CMPr7, r8 compare the results of GPR7 and GPR8 and set a status code or flag to reflect the results of the comparison

If BEQ P is equal to the code mark P, branching

BNE Q branches if not equal to code flag Q

Since high performance processors 10 typically fetch multiple instructions from the I-cache 22 at once, and since branch instructions tend to cluster in code, if a given instruction fetch includes a branch instruction, there is a high likelihood that it will also include additional branch instructions. According to one or more embodiments, multiple Branch Target Addresses (BTAs) are stored in a Branch Target Address Cache (BTAC)25 associated with a single instruction address. Upon an instruction fetch that hits in the BTAC25, one of the BTAs is selected by an offset provided by a Branch Prediction Offset Table (BPOT)23, which may be indexed in various ways.
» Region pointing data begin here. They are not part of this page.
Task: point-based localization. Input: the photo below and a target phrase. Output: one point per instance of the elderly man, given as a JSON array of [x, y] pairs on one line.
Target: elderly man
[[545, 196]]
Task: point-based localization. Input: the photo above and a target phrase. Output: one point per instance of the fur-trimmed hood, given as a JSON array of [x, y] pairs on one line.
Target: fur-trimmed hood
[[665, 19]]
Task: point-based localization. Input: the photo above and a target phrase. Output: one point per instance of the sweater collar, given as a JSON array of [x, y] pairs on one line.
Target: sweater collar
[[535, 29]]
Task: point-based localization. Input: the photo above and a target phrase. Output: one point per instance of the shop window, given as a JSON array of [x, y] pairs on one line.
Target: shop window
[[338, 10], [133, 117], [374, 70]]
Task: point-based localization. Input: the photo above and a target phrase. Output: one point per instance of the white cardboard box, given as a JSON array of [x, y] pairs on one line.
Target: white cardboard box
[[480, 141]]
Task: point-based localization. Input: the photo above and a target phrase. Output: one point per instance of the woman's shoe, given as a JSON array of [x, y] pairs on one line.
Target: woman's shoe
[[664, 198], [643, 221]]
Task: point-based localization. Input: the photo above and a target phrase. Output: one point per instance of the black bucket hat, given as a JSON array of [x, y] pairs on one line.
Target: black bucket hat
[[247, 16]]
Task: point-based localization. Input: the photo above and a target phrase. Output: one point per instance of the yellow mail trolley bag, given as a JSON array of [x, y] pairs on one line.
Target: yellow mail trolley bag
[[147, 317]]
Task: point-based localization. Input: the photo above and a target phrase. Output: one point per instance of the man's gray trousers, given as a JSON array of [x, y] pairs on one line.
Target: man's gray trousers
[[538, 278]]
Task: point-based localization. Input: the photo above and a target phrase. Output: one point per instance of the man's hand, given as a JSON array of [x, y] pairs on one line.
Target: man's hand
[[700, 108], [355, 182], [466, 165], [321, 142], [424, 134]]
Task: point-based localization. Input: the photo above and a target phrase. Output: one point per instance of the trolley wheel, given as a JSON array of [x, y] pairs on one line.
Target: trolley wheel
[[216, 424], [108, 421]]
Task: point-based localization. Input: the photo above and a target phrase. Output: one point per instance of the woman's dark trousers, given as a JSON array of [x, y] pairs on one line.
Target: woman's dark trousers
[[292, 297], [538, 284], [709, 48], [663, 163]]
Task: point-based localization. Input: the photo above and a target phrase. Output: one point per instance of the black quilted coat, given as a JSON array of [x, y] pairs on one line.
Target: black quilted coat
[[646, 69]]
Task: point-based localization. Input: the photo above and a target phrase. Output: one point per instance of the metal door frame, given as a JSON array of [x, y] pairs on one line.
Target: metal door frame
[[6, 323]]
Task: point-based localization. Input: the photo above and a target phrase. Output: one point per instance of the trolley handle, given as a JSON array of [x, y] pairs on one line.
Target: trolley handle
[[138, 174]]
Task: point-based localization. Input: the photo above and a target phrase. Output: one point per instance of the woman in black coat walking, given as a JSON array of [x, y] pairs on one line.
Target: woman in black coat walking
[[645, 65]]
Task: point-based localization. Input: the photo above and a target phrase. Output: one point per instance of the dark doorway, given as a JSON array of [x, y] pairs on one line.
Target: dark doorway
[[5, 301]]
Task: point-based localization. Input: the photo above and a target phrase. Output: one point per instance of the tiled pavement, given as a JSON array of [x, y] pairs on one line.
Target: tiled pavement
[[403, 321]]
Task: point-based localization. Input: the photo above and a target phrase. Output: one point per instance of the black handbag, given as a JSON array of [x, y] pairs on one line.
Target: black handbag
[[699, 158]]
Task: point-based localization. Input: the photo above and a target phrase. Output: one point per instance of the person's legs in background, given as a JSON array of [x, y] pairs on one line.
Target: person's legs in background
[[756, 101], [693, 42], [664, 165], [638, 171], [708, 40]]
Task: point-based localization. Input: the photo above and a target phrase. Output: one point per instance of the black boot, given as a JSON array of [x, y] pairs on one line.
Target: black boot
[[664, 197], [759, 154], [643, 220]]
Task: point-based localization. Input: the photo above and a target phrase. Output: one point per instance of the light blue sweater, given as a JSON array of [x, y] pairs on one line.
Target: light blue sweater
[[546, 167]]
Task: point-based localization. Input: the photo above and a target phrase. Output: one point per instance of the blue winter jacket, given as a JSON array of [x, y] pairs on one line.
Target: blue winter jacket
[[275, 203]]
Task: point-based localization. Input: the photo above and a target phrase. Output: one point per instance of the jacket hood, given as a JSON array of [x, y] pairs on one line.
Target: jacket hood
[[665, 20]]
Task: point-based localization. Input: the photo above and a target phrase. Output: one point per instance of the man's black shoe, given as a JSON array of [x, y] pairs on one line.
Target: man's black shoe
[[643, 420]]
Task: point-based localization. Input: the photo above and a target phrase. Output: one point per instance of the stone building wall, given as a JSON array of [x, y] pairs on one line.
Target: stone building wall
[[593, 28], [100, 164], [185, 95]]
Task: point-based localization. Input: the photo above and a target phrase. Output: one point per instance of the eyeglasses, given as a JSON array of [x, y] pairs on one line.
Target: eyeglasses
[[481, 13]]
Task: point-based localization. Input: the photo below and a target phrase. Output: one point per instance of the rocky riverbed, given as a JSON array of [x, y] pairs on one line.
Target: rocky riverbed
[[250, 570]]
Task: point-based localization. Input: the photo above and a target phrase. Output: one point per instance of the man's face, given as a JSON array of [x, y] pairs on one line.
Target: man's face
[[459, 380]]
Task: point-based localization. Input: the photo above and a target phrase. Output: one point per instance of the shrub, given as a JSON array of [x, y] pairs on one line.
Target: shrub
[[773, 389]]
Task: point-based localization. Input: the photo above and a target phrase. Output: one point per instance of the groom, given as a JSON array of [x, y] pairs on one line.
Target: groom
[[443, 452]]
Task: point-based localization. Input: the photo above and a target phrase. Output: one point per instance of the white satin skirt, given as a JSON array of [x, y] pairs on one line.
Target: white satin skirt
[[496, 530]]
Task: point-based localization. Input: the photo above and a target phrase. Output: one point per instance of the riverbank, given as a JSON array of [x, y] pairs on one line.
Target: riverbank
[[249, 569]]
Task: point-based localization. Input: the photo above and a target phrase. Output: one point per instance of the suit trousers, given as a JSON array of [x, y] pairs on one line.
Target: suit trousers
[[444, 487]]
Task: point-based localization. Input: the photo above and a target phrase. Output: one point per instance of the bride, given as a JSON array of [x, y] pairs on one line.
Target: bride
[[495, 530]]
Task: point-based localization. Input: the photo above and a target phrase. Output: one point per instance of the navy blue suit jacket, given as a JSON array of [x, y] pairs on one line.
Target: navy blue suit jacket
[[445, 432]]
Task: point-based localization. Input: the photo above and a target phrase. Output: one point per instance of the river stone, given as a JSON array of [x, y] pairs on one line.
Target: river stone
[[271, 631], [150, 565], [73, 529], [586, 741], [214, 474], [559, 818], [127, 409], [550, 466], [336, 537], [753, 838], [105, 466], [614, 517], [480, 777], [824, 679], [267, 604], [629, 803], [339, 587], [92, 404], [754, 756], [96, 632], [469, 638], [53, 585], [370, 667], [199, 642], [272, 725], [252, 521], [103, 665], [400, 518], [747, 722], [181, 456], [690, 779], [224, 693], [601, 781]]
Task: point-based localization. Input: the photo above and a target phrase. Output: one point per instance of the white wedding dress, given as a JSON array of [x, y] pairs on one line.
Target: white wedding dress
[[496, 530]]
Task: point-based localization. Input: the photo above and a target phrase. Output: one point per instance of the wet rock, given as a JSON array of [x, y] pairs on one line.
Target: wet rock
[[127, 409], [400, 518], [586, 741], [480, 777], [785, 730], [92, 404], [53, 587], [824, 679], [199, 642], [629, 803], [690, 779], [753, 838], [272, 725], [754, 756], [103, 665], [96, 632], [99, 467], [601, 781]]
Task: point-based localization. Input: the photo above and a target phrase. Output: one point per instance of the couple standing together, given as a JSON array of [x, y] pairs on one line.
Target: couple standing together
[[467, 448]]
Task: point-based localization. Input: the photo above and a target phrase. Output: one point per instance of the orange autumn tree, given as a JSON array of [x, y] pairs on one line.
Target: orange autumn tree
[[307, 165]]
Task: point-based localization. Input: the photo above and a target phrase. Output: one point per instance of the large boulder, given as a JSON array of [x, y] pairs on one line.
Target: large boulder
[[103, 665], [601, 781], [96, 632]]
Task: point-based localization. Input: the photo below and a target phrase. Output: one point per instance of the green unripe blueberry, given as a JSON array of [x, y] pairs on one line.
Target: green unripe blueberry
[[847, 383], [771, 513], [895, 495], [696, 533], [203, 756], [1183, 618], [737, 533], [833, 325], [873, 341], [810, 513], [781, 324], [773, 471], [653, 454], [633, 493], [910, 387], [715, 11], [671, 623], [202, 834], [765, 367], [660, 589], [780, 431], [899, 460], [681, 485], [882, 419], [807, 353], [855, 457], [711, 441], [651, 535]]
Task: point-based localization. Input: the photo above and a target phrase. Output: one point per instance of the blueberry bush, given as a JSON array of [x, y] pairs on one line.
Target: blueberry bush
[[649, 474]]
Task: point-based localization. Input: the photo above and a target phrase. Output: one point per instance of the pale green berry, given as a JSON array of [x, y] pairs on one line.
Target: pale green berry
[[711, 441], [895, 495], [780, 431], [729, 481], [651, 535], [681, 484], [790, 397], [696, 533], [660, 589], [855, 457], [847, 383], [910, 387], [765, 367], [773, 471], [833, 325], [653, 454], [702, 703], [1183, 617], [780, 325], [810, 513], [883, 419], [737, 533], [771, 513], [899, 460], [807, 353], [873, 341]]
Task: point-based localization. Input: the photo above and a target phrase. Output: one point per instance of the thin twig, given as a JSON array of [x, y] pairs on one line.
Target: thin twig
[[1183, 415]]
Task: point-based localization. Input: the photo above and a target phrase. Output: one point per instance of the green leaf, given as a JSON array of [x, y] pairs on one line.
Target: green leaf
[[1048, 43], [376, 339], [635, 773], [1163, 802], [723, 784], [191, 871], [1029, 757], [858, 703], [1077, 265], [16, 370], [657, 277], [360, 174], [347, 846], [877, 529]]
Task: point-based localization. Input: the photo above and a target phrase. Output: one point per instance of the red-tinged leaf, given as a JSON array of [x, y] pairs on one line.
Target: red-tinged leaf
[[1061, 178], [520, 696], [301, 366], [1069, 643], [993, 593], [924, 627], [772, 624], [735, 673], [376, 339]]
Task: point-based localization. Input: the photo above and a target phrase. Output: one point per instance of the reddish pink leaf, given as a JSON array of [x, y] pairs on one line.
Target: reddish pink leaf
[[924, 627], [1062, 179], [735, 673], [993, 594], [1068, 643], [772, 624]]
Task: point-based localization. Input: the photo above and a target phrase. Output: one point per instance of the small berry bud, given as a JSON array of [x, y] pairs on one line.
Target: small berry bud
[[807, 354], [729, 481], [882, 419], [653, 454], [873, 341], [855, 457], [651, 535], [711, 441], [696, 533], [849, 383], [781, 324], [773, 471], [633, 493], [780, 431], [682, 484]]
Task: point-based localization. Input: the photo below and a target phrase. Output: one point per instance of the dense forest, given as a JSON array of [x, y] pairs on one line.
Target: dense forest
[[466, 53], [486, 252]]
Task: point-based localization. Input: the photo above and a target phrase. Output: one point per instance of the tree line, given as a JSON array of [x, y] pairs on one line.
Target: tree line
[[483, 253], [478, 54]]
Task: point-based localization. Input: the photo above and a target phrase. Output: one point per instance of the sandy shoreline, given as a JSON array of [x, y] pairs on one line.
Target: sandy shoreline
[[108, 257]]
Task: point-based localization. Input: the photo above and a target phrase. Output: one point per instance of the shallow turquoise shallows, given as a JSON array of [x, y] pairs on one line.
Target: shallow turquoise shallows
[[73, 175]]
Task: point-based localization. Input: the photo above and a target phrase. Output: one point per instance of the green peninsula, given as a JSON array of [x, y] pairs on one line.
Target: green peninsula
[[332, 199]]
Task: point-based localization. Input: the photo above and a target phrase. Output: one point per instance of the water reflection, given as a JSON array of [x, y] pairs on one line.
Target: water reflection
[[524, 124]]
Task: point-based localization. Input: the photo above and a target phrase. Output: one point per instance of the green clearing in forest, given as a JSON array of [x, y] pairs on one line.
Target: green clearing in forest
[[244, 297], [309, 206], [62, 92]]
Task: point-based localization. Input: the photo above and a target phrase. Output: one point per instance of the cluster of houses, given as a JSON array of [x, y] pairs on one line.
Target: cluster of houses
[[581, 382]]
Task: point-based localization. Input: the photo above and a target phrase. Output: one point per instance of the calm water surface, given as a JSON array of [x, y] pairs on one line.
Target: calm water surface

FIG. 2 depicts a functional block diagram of a BTAC25 and BPOT 23, according to various embodiments. Each entry in the BTAC25 includes an index or instruction address field 40. Each entry includes a cache line 42 that includes two or more BTA fields (fig. 2 depicts four fields denoted BTA0-BTA 3). When an instruction address fetched from the I-cache 22 hits in the BTAC25, the offset selects one of the multiple BTA fields of the cache line 42, functionally depicted in FIG. 2 as a multiplexer 44. Note that in various implementations, the select function may be an integral part of the BTAC25 or, as shown by multiplexer 44, located external to the BTAC 25. The BPOT 23 provides an offset. As described more fully below, the BPOT 23 may store an indicator indicating which BTA field in the cache line 42 contains the BTA that was last taken under a particular set of circumstances.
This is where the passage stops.